Forex Forecast for the week November 16-20, 2015:
The price of gold against the dollar XAU / USD forecast for the week
Rate of gold last week, has set a new low for the past five and a half years, and now the price of metal hanging threat reduction to around $ 1000 / oz. Come to this price for the new week? Probably not, but in December, gold may test this level. The current market situation shows that gold should trade only on sales. Open long positions now quite risky. Sales in the oil market that we have seen in the past two trading weeks, will put downward pressure on inflation expectations in the G-7 countries.
This factor is a negative for the stock of gold, as investors have traditionally used the asset as a means of hedging inflation risks. And since there is no inflation, then there is no need to buy the precious metal. It should also be noted that currently the oil factors, which could change the negative trend in the oil market. Stocks in the US rose for seven consecutive weeks, the amount of oil is in the three-month high, despite the high reduction in the number of drilling rigs operating. OPEC is not going to cut oil production and more than that, Saudi Arabia offer its customers some black gold at a discount to market prices. IEA has reported last Friday that crude oil inventories in the world make a record 3 billion. Barrels blame high volume production in Iraq, Russia and Saudi Arabia. Thus, the correlation between gold and the "black gold" in the medium term will be high enough and you can expect a decrease in quotations of both commodities. However, at the beginning of the trading week should expect growth of quotations of precious metal amid increasing geopolitical risks due to terrorist attacks in France.

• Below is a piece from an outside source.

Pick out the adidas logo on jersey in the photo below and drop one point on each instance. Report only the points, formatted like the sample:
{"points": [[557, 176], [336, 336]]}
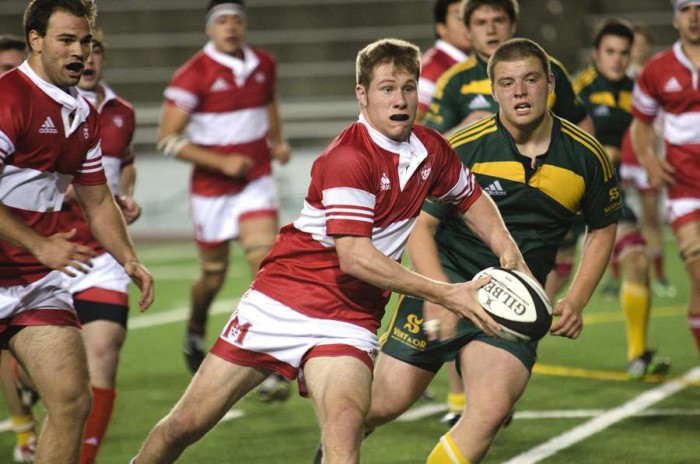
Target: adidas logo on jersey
{"points": [[672, 85], [48, 127], [601, 110], [495, 189], [480, 102], [219, 85]]}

Recommendations for gold: Traders in the new week is to sell Sell at XAU / USD to rise in prices of gold in 1105/1135 and take on 1078.
Forecast XPT / USD and XPD / USD:
At the beginning of the new week, traders should wait for the predominance of "bullish" on both metals on profit taking on short positions. Last week, platinum and palladium were among the leaders of the decline in the commodity market. Car sales at the end of October, the US and China rose to its highest level in five months, which is a positive factor for the platinum group metals. It presents the basic auto industry demand for metals and the growth of this sector will deter "Bears" from active sales. In this connection, we can expect growth of quotations on the XPT / USD to 920/945 and XPD / USD to 590/610. Further, in my opinion, the market will come back, "bears", which again will increase short positions at attractive levels. Positive economic data from the United States reinforces expectations of starting a cycle of raising interest rates by the US Federal Reserve.92% of academic economists, who were interrogated by the authoritative edition of The Wall Street Journal, expected to increase in the federal funds rate on 16 December of the current year. Investors open long positions on the Dollar Index (USDX) on short-term correction, based on the continuation of the upward trend of the US currency. This factor, in turn, is negative for metals, since their value is denominated in dollars.
Recommendations for platinoids: Traders in the new week on the platinum group metals should not expect range trading XPT / USD within a range of 850 -910, and the flat for XPD / USD within a range of 531 -600.
Forecast futures on the S & P500 in the week
Traders on the index of the new week, there are two reasons for the predominance of waiting bullish sentiment.
First, players will continue to take profits on long positions. In the period from September 27 to November 6 quotes grew sales 6 consecutive weeks and once representatives FOMC began to declare a high probability of raising interest rates at the December meeting - investors have begun to actively sell securities in the US stock market. It is quite reasonable to take profits after a 13% rise in share price, and not to take on more risk.Moreover, the negative trend in the last five days was observed in all the world's leading stock markets, indicating that the global profit-taking, which usually lasts a few weeks, because the portfolio managers out of the position gradually, so as not to cause a rapid drop in prices.
Secondly, against the background of a significant imbalance between demand and supply in the global market for oil is also necessary to wait for lower prices that will have a negative impact on the resource sector of the US stock market and will help to reduce the stock indexes. But there is also a positive factor for the US stock market. Bearish sentiment in the commodities market in general and gold in particular have traditionally support stock markets. Against this background, it is not necessary to wait for a strong and rapid decline in quotations for the new week.
Recommendations for futures SP500: Traders in the new week is to sell Sell at S & P500 in the rise in prices for 2042/2065 and Target at the level of 2005.